The Company’s existence is dependent upon management’s ability to obtain additional funding sources or to enter into strategic alliances. There can be no assurance that the Company’s efforts will result in the resolution of the Company’s liquidity needs. The accompanying statements do not include any adjustments that might result should the Company be unable to continue as a going concern. 

Basis of Presentation

These interim condensed consolidated financial statements are unaudited and were prepared by the Company in accordance with generally accepted accounting principles in the United States of America (GAAP) and with the SEC’s instructions to Form 10-Q and Article 10 of Regulation S-X. They include the accounts of all entities controlled by Delcath and all significant inter-company accounts and transactions have been eliminated in consolidation. All historical share and per share amounts have been retrospectively adjusted for the one-for-seven hundred reverse stock split effected on December 24, 2019.

The preparation of interim condensed consolidated financial statements requires management to make assumptions and estimates that impact the amounts reported. These interim condensed consolidated financial statements reflect all adjustments, consisting of normal recurring accruals, necessary for a fair presentation of the Company’s results of operations, financial position and cash flows for the interim periods ended September 30, 2020 and 2019; however, certain information and footnote disclosures normally included in our Annual Report have been condensed or omitted as permitted by GAAP. It is important to note that the Company’s results of operations and cash flows for interim periods are not necessarily indicative of the results of operations and cash flows to be expected for a full fiscal year or any interim period.

 

Significant Accounting Policies

There have been no material changes to our significant accounting policies as set forth in Note 3 Summary of Significant Accounting Policies to the consolidated financial statements included in the Company’s Annual Report, except for the following:

Deferred Offering Costs

Deferred offering costs are expenses directly related to an at-the-market offering of the Company’s common stock (the “ATM Offering”) (see Note 9), which is pursuant to a prospectus supplement which is part of a shelf registration that was declared effective by the SEC on December 31, 2018 (the “Shelf Registration”). These costs consist of legal, accounting, printing, and filing fees that the Company has capitalized, including fees incurred by the independent registered public accounting firm directly related to the offerings.  Deferred costs associated with the ATM Offering will be amortized to additional paid in capital on a pro-rata basis as the Company raises funds pursuant to the ATM Offering, with any remaining deferred offering costs charged to the results of operations at the end of the life of the Shelf Registration. As of September 30, 2020, the unamortized deferred offering costs were $268.0.

Reclassifications

Certain prior period balances have been reclassified in order to conform to current period presentation. These reclassifications have no effect on previously reported results of operations or loss per share.

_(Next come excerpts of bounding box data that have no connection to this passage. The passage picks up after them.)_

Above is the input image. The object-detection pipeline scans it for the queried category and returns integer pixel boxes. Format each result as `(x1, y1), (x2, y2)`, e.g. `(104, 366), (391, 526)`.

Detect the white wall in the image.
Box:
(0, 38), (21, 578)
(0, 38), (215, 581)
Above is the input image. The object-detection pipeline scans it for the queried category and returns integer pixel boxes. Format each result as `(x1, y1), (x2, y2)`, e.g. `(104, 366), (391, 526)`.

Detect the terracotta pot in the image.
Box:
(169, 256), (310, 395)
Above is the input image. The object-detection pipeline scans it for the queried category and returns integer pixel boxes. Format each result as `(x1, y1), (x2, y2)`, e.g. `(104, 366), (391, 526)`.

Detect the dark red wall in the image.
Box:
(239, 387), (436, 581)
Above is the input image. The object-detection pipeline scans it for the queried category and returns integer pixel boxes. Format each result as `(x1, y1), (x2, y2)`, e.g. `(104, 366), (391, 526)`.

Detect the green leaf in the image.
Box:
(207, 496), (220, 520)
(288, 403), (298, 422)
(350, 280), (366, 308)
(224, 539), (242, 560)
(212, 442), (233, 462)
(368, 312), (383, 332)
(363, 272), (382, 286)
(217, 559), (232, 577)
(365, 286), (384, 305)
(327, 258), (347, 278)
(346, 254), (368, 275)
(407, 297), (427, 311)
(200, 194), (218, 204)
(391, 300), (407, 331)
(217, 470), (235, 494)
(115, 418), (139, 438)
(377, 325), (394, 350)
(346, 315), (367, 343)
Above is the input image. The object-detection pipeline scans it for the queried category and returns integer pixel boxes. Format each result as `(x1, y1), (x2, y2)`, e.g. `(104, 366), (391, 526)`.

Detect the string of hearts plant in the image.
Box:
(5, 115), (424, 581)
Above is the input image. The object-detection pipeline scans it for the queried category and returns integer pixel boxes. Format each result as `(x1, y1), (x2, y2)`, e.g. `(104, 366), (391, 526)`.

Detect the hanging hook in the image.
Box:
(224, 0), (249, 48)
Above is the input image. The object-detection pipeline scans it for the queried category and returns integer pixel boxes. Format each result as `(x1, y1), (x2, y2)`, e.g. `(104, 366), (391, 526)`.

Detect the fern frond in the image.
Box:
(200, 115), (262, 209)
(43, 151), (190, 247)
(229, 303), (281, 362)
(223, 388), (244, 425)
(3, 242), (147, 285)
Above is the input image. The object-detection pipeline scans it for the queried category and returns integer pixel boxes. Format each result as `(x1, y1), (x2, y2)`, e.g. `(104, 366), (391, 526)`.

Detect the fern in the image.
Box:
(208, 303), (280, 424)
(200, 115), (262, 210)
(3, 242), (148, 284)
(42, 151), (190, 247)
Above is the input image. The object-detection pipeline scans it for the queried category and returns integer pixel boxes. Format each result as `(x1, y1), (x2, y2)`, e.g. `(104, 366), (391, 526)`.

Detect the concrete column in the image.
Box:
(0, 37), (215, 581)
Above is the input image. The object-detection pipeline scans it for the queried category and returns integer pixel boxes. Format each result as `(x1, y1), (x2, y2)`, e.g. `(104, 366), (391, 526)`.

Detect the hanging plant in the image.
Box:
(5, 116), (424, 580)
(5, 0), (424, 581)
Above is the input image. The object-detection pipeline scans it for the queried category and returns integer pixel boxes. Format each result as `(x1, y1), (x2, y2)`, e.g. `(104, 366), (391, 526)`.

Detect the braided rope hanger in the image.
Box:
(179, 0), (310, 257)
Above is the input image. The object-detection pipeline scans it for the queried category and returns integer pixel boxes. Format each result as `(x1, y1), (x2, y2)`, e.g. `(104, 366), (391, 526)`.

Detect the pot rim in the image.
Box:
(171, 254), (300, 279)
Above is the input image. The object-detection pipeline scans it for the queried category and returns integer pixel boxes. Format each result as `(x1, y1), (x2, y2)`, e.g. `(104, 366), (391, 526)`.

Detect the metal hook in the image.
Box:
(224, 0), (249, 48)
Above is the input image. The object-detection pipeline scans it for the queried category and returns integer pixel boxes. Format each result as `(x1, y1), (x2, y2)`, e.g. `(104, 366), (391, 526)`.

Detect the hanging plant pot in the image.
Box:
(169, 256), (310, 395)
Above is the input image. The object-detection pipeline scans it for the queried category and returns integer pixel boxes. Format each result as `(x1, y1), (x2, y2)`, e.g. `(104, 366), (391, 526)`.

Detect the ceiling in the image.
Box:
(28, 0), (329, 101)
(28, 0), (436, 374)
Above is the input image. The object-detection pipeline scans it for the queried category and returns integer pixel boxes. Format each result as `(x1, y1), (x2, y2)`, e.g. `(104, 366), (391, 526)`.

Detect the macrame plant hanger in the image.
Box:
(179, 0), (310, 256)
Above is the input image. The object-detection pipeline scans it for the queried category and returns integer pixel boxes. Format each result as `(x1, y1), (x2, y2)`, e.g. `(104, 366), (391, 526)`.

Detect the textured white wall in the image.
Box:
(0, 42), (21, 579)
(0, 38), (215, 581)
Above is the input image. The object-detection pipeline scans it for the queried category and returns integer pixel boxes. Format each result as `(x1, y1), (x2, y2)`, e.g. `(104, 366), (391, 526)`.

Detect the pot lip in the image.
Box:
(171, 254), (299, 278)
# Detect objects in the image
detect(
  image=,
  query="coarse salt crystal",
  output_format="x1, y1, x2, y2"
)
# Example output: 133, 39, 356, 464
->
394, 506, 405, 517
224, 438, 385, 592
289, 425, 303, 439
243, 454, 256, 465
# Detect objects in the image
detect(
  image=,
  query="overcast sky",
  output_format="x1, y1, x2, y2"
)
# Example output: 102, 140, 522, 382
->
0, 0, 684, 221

Recently Issued Accounting Pronouncements

In December 2019, the Financial Accounting Standards Board (“FASB”) issued Accounting Standards Update (“ASU”) 2019-12, Simplifying the Accounting for Income Taxes. The list of changes is comprehensive; however, the changes will not significantly impact the Company due to the full valuation allowance that is recorded against the Company’s deferred tax assets.  ASU 2019-12 is effective for fiscal years, and interim periods within those fiscal years, beginning after December 15, 2020. Early adoption of ASU 2019-12 is permitted, including adoption in any interim period for public business entities for periods for which financial statements have not yet been issued. An entity that elects to early adopt the amendments in an interim period should reflect any adjustments as of the beginning of the annual period that includes that interim period. Additionally, an entity that elects early adoption must adopt all the amendments in the same period. The Company will adopt ASU 2019-12 in 2021.